Benzodiazepines may be used in the management of bipolar disorder, insomnia, seizures, or alcohol withdrawal; however, risks of overdose and physical dependence/withdrawal make temporary use more desirable than chronic administration whenever possible.  This patient's slurred speech, ataxia (ie, difficulty walking), and CNS depression (eg, lethargy, drowsiness) are consistent with benzodiazepine overdose.

Benzodiazepines are sedative-hypnotics with stereotypical features of intoxication:

  • Mild to moderate:  CNS depression, ataxia, slurred speech (as in this patient)
  • Severe:  respiratory depression/arrest, hypotension, hypothermia, coma

CNS depression is the most common symptom in benzodiazepine overdose.  Respiratory depression may also occur; however, this generally happens after large overdoses or rapid intravenous administration of short-acting formulations (eg, midazolam).  Additionally, coingestion with other CNS depressants (eg, opioids, alcohol) greatly increases risk of respiratory depression and death.

(Choice B)  Lithium toxicity can present with ataxia, lethargy, and slurred speech.  However, gastrointestinal distress (eg, nausea, vomiting, diarrhea), nystagmus, tremor, and/or hyperreflexia would likely occur as well.

(Choice C)  Opioid intoxication is likely to include sedation, ataxia, and slurred speech; however, respiratory depression and miosis (ie, pinpoint pupils) are expected as well.  This patient's normal vital signs (eg, respiratory rate 12/min), bowel sounds, and pupillary reaction (reactive to light) and size (3 mm) are not expected in opioid overdose.

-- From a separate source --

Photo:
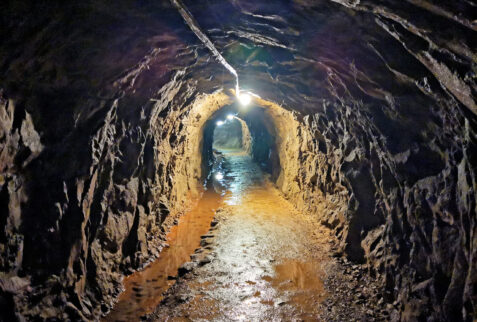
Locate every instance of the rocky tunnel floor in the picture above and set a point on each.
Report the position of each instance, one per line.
(259, 260)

(Choice D)  Ataxia, confusion, and CNS depression are likely in phenytoin overdose; however, nausea, vomiting, and nystagmus, not seen in this patient, would be expected as well.

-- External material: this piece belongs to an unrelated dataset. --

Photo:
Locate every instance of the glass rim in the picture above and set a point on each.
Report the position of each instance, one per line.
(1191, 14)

(Choice E)  Serotonin syndrome presents with hypertension, tachycardia, hyperreflexia, clonus, and agitation in the setting of excessive serotonergic drug use (eg, high-dose tricyclic antidepressant plus selective serotonin reuptake inhibitor).  This patient's normal vital signs as well as deep tendon reflexes and absent agitation are inconsistent with serotonin syndrome.

Educational objective:
Slurred speech, unsteady gait, and lethargy are concerning signs of benzodiazepine intoxication.  Benzodiazepine overdose can be distinguished from opioid overdose, as severe hypoventilation, hypoactive bowel sounds, and pupillary constriction are more likely to be seen with opioid overdose.